Vice President of El Salvador
- In office 1 March 1899 – 1 March 1903
- President: Tomás Regalado
- Preceded by: Prudencio Alfaro
- Succeeded by: Calixto Velado

Personal details
- Born: Francisco Antonio Reyes Gálvez 1860 San Vicente, El Salvador
- Died: April 1951 (aged 90–91) San Salvador, El Salvador
- Parent(s): E. Antonio Reyes and Vicenta Gálvez de Reyes

= Francisco Antonio Reyes =

Salvadoran politician

Francisco Antonio Reyes Gálvez (1860 – April 1951) was a politician from El Salvador who was Vice President of El Salvador during the presidency of Tomás Regalado.

Reyes was born in the city of San Vicente in 1860. He studied law and social sciences at the National University of El Salvador, from which he earnt his doctorate in 1889.

Reyes worked as a judge and magistrate on various occasions. In politics, he was Minister of Public Education, Minister of Foreign Affairs and Minister of Justice. In diplomatic service, he was a diplomatic representative in Central America, Mexico, and Brazil, and also plenipotentiary delegate to several Pan-American conferences. He was also a candidate for the Presidency of the Republic.

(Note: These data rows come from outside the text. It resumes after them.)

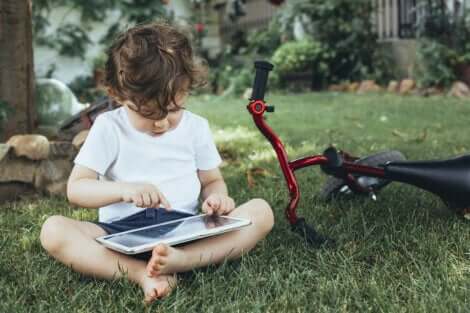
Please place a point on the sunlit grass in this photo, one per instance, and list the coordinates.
(404, 253)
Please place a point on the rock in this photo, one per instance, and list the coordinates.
(368, 86)
(353, 87)
(338, 87)
(459, 90)
(57, 188)
(33, 147)
(247, 94)
(431, 91)
(392, 86)
(52, 171)
(17, 170)
(79, 139)
(406, 86)
(61, 150)
(4, 149)
(14, 190)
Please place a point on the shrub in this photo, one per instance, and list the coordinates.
(300, 56)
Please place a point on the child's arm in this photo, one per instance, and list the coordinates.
(214, 193)
(84, 189)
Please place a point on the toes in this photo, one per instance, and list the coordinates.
(161, 250)
(151, 296)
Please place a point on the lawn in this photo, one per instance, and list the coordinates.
(402, 253)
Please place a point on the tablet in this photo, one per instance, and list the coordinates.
(171, 233)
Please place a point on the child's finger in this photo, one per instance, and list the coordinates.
(164, 202)
(155, 200)
(206, 208)
(137, 200)
(146, 200)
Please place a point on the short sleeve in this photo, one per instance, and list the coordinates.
(100, 147)
(207, 156)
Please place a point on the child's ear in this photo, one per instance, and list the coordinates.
(114, 96)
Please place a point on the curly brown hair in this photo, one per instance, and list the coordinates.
(149, 65)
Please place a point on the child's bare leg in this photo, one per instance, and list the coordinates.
(72, 243)
(213, 250)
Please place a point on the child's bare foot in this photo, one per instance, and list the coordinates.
(166, 260)
(157, 287)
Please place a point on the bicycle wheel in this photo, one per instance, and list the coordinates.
(335, 187)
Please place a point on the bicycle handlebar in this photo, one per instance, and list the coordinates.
(261, 78)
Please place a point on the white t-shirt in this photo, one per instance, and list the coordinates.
(119, 152)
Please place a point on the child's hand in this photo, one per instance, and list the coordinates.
(218, 204)
(144, 195)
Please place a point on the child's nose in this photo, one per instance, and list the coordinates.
(162, 124)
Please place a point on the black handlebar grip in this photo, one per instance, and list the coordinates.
(261, 78)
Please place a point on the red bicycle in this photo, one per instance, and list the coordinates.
(448, 179)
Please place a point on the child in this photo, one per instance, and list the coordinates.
(148, 162)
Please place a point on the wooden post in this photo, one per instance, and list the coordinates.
(16, 66)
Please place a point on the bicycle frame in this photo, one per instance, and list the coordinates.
(257, 108)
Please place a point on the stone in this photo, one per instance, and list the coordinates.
(57, 188)
(337, 87)
(406, 86)
(4, 149)
(431, 91)
(353, 87)
(12, 191)
(62, 150)
(17, 170)
(52, 171)
(79, 139)
(367, 86)
(247, 94)
(459, 90)
(392, 86)
(33, 147)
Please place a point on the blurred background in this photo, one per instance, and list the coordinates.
(52, 46)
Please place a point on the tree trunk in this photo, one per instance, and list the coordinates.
(16, 66)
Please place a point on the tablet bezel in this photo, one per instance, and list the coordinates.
(240, 222)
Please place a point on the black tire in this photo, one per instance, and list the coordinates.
(333, 186)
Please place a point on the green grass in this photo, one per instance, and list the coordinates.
(403, 253)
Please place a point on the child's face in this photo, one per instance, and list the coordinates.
(149, 123)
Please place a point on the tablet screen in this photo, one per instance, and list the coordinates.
(179, 228)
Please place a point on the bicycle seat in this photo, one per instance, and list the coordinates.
(449, 179)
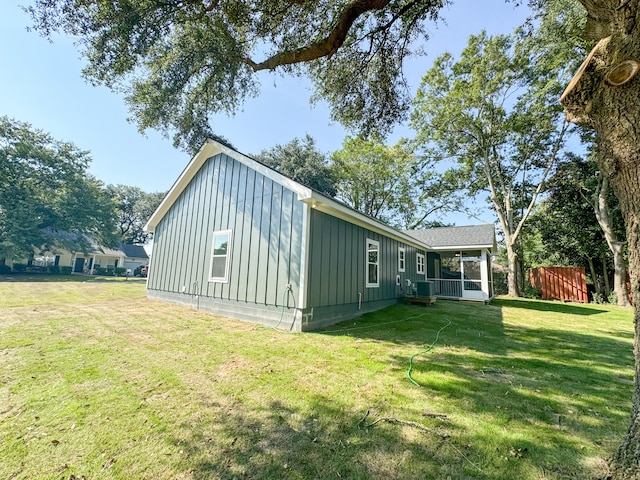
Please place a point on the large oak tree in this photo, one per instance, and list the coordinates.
(181, 60)
(605, 95)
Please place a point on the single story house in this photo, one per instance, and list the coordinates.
(459, 260)
(91, 258)
(235, 237)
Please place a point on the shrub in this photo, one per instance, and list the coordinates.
(532, 292)
(500, 283)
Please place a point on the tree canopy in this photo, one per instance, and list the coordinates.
(47, 194)
(179, 62)
(493, 112)
(301, 161)
(133, 208)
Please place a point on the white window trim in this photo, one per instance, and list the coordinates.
(225, 278)
(367, 264)
(419, 270)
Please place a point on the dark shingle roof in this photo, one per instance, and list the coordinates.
(469, 236)
(133, 251)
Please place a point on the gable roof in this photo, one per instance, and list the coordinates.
(305, 194)
(452, 238)
(133, 251)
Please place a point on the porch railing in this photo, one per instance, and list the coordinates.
(447, 288)
(454, 288)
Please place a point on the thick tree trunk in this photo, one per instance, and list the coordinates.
(620, 275)
(597, 97)
(601, 209)
(626, 461)
(605, 276)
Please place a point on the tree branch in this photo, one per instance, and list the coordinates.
(327, 46)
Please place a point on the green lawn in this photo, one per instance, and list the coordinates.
(96, 381)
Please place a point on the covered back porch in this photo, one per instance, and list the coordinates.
(461, 274)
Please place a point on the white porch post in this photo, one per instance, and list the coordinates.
(484, 277)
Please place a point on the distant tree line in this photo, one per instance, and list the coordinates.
(49, 201)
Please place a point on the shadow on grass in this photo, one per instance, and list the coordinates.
(556, 387)
(76, 277)
(479, 326)
(279, 441)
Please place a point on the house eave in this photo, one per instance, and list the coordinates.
(447, 248)
(324, 204)
(210, 149)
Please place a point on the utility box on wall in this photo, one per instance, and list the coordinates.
(424, 289)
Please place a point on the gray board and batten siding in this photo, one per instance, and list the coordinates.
(296, 258)
(337, 270)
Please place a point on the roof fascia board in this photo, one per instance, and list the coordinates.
(338, 210)
(461, 247)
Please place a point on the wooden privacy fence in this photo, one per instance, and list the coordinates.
(560, 283)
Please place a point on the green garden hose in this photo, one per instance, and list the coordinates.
(422, 352)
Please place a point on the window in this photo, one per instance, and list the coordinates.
(220, 255)
(373, 261)
(420, 263)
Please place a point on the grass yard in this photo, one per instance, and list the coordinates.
(98, 382)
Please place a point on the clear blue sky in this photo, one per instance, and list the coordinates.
(41, 84)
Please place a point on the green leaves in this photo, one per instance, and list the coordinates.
(388, 182)
(180, 62)
(45, 189)
(301, 161)
(134, 207)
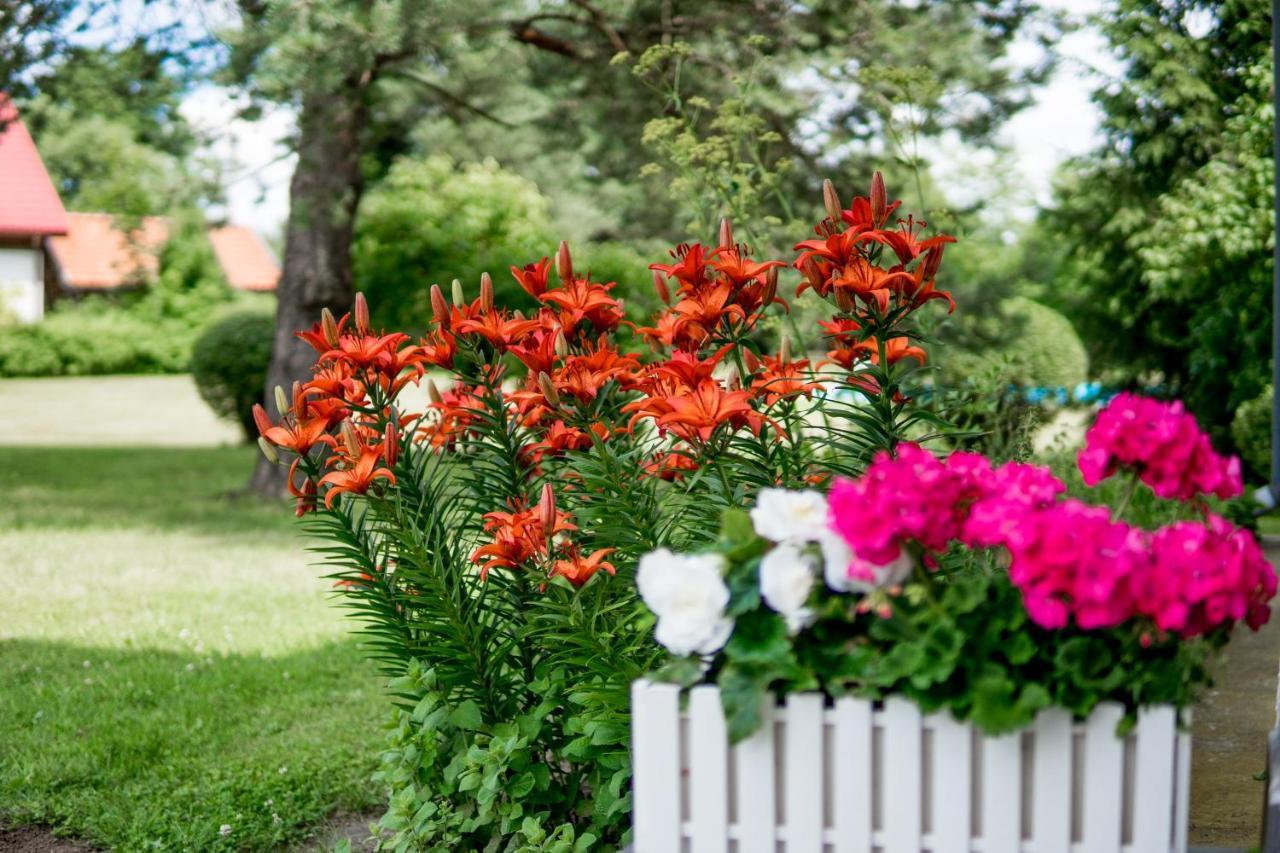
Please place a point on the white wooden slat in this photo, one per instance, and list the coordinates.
(754, 778)
(804, 772)
(1001, 793)
(851, 801)
(656, 766)
(708, 771)
(1104, 775)
(951, 784)
(901, 779)
(1153, 771)
(1182, 801)
(1051, 783)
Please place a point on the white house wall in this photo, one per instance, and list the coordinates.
(22, 283)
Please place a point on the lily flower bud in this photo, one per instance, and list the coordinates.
(563, 263)
(659, 284)
(547, 509)
(268, 451)
(831, 201)
(845, 301)
(391, 443)
(329, 327)
(548, 388)
(361, 314)
(261, 419)
(439, 309)
(880, 200)
(932, 260)
(771, 287)
(351, 439)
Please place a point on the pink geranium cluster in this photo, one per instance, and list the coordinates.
(917, 497)
(1164, 445)
(1070, 560)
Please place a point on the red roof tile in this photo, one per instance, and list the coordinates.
(95, 255)
(245, 259)
(28, 204)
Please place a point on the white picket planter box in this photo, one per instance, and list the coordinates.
(855, 779)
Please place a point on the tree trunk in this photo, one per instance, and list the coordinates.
(323, 197)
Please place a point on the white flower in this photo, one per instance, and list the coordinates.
(786, 580)
(839, 559)
(781, 515)
(688, 594)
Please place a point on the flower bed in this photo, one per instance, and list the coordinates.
(570, 514)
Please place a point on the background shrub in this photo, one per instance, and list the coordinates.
(1251, 430)
(1036, 346)
(229, 361)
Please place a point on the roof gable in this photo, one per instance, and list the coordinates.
(28, 203)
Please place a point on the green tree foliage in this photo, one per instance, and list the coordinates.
(430, 222)
(1165, 229)
(228, 365)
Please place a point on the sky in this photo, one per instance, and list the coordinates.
(1063, 122)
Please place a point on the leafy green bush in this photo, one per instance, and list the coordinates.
(1040, 349)
(432, 220)
(1251, 430)
(229, 361)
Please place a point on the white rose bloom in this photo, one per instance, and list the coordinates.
(781, 515)
(839, 557)
(786, 580)
(688, 594)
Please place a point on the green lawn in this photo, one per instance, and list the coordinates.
(169, 662)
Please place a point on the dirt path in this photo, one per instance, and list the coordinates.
(1230, 737)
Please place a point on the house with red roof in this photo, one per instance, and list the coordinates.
(49, 254)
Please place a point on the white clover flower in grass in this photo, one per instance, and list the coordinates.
(796, 516)
(689, 596)
(786, 580)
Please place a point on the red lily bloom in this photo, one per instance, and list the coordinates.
(580, 301)
(292, 434)
(689, 269)
(869, 282)
(577, 569)
(696, 415)
(498, 328)
(519, 537)
(533, 277)
(782, 379)
(357, 474)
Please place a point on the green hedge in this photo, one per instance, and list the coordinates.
(229, 365)
(1251, 430)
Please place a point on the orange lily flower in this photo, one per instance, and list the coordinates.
(577, 569)
(580, 301)
(498, 328)
(357, 475)
(533, 277)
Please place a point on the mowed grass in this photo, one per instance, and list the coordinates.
(169, 662)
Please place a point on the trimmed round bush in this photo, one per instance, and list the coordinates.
(229, 365)
(1251, 430)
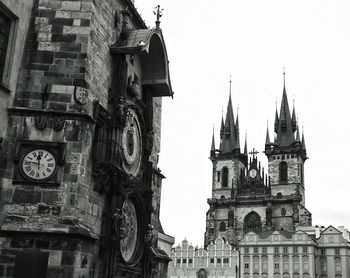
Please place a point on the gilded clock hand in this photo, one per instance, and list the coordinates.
(33, 162)
(39, 158)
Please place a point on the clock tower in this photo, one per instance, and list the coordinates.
(80, 183)
(247, 198)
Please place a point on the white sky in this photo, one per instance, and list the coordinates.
(252, 40)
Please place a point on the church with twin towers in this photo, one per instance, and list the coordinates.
(244, 197)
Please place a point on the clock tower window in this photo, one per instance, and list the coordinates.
(222, 227)
(218, 176)
(225, 177)
(283, 171)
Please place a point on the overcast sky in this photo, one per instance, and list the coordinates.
(253, 40)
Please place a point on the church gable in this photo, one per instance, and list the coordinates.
(330, 236)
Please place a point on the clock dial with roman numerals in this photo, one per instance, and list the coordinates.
(39, 164)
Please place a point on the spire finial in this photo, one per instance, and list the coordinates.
(159, 13)
(230, 83)
(212, 149)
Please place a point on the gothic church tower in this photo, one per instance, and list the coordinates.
(245, 198)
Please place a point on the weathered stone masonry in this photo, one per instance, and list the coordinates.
(66, 73)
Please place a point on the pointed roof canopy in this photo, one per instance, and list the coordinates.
(149, 44)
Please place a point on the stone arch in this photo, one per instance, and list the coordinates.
(252, 223)
(202, 273)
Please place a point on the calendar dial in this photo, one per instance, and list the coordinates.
(39, 165)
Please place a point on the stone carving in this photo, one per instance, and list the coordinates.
(101, 177)
(81, 95)
(119, 223)
(150, 237)
(58, 123)
(40, 122)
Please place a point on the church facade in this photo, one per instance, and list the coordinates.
(246, 198)
(81, 87)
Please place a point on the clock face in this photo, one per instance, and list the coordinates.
(132, 144)
(39, 164)
(129, 244)
(252, 173)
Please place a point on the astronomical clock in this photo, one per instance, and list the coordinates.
(124, 166)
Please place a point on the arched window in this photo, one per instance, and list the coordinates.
(222, 227)
(283, 212)
(252, 223)
(283, 171)
(225, 177)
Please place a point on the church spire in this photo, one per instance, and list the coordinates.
(213, 142)
(297, 137)
(276, 119)
(238, 144)
(294, 117)
(285, 133)
(222, 126)
(229, 138)
(267, 140)
(303, 147)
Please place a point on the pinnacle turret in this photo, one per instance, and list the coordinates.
(213, 142)
(284, 127)
(267, 140)
(294, 118)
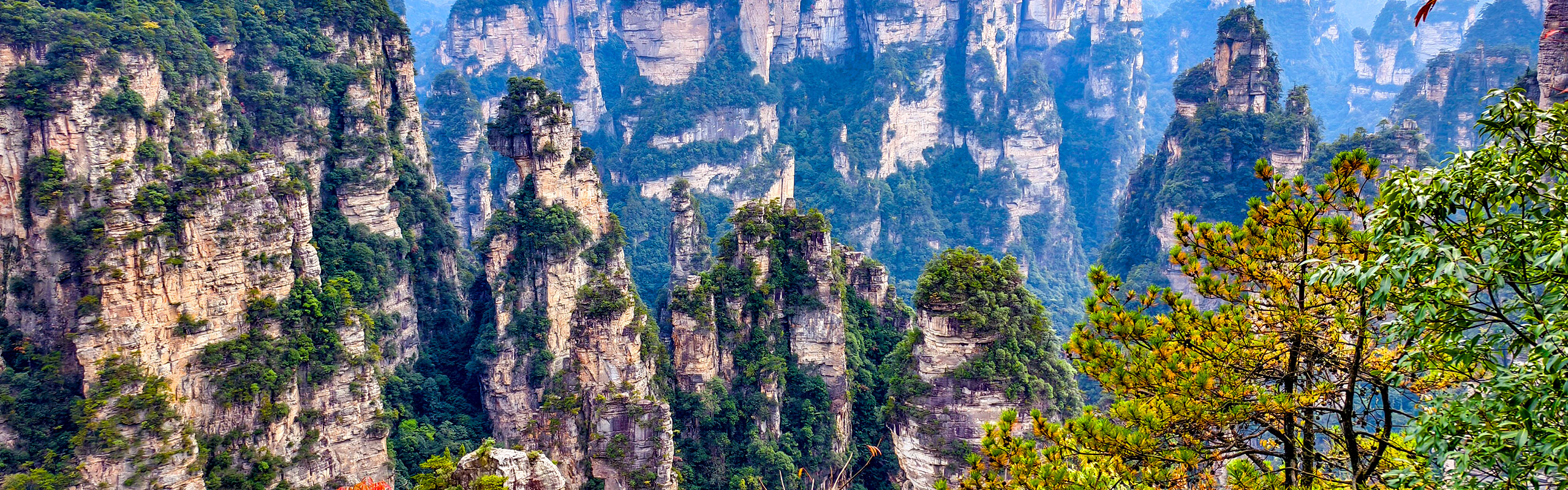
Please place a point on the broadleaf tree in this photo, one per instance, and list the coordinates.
(1474, 260)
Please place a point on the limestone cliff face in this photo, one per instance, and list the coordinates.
(154, 233)
(573, 369)
(1239, 82)
(1551, 70)
(712, 319)
(460, 153)
(712, 95)
(1308, 40)
(780, 291)
(521, 470)
(1443, 96)
(954, 358)
(932, 443)
(1496, 52)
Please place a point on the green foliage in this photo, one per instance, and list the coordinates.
(987, 297)
(526, 99)
(948, 203)
(601, 299)
(189, 324)
(43, 183)
(123, 102)
(38, 480)
(80, 236)
(126, 396)
(609, 246)
(1208, 178)
(720, 445)
(1471, 260)
(37, 401)
(1507, 23)
(256, 368)
(451, 113)
(233, 466)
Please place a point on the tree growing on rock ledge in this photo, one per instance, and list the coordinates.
(1284, 385)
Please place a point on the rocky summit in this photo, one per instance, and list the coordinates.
(778, 244)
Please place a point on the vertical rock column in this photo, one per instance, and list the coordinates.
(1551, 71)
(587, 398)
(692, 330)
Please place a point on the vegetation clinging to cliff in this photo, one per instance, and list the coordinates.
(987, 297)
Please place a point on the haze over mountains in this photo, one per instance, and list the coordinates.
(643, 244)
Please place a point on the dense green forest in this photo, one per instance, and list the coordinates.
(1270, 307)
(1402, 341)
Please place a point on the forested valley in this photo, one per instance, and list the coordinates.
(783, 244)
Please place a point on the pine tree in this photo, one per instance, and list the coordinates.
(1284, 383)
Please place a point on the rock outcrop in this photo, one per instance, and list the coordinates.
(1310, 45)
(954, 360)
(1443, 96)
(1551, 71)
(875, 102)
(575, 362)
(1214, 178)
(183, 227)
(521, 470)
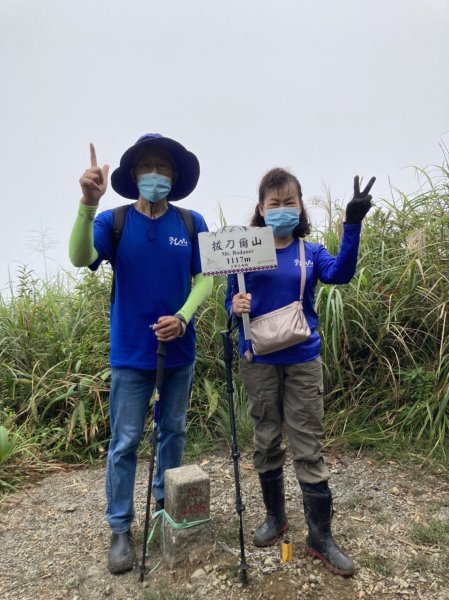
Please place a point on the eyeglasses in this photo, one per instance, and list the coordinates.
(153, 164)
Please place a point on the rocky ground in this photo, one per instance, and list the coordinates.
(391, 518)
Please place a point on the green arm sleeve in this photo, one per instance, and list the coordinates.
(202, 287)
(82, 252)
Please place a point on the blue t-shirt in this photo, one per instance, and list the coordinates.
(154, 264)
(275, 288)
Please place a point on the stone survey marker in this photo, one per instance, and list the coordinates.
(187, 500)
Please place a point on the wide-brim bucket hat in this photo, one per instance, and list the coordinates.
(186, 165)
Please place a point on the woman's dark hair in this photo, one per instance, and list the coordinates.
(278, 178)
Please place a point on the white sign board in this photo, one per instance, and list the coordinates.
(237, 249)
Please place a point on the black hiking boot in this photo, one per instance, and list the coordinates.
(122, 553)
(317, 500)
(268, 533)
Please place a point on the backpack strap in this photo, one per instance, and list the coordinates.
(118, 225)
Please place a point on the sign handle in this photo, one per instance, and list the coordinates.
(245, 316)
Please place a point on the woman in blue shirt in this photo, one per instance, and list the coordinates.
(287, 386)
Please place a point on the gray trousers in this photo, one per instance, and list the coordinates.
(290, 394)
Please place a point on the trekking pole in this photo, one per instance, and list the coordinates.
(228, 352)
(161, 353)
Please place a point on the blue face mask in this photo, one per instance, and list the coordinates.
(153, 187)
(282, 220)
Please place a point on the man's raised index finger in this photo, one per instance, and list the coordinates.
(369, 186)
(93, 156)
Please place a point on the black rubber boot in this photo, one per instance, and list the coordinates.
(317, 500)
(268, 533)
(122, 554)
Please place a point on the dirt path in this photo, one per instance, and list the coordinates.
(392, 519)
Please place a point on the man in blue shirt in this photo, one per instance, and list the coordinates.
(153, 301)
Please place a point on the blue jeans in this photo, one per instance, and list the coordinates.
(131, 390)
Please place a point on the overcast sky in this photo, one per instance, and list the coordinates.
(328, 88)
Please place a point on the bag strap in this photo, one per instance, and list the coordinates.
(302, 261)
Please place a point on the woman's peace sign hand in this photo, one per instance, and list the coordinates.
(94, 180)
(361, 203)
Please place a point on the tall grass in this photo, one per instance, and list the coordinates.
(385, 344)
(386, 334)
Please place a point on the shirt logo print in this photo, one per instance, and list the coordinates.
(297, 262)
(177, 242)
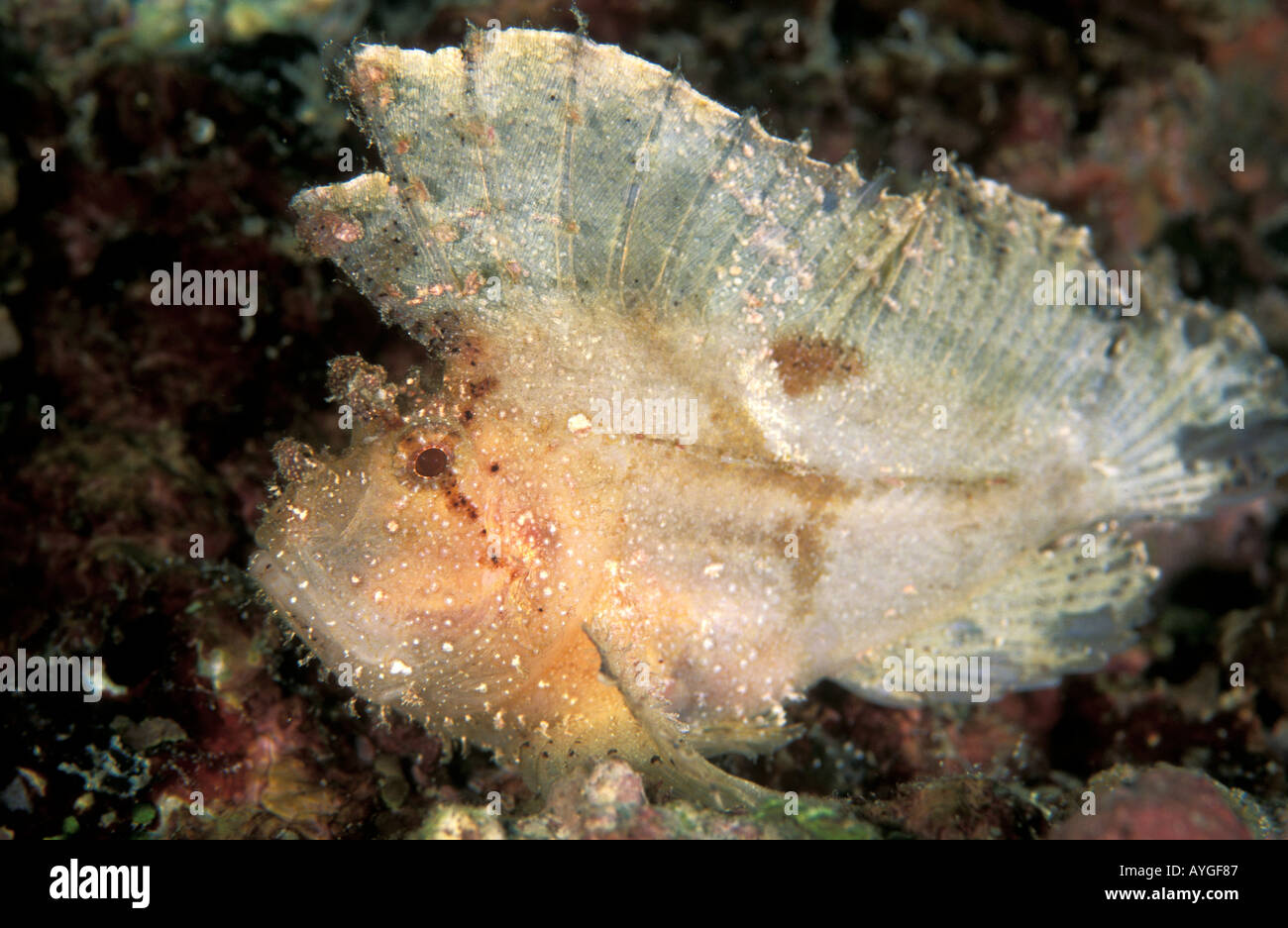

Reyes was elected Vice President of El Salvador in 1899 alongside President Tomás Regalado and served until 1903.

Reyes was elected as a member of the Legislative Assembly from Santa Ana department. He was elected President of the Legislative Assembly in 1930. He was again elected President of the Legislative Assembly during the dictatorship of Maximiliano Hernández Martínez from 1939 to 1944.

Reyes married Luz Regalado, who was a sister of President Tomás Regalado. Reyes and Regalado had children Francisco Antonio, María (de Bustamante), and María Luz. Reyes died in the first week of April 1951 in San Salvador.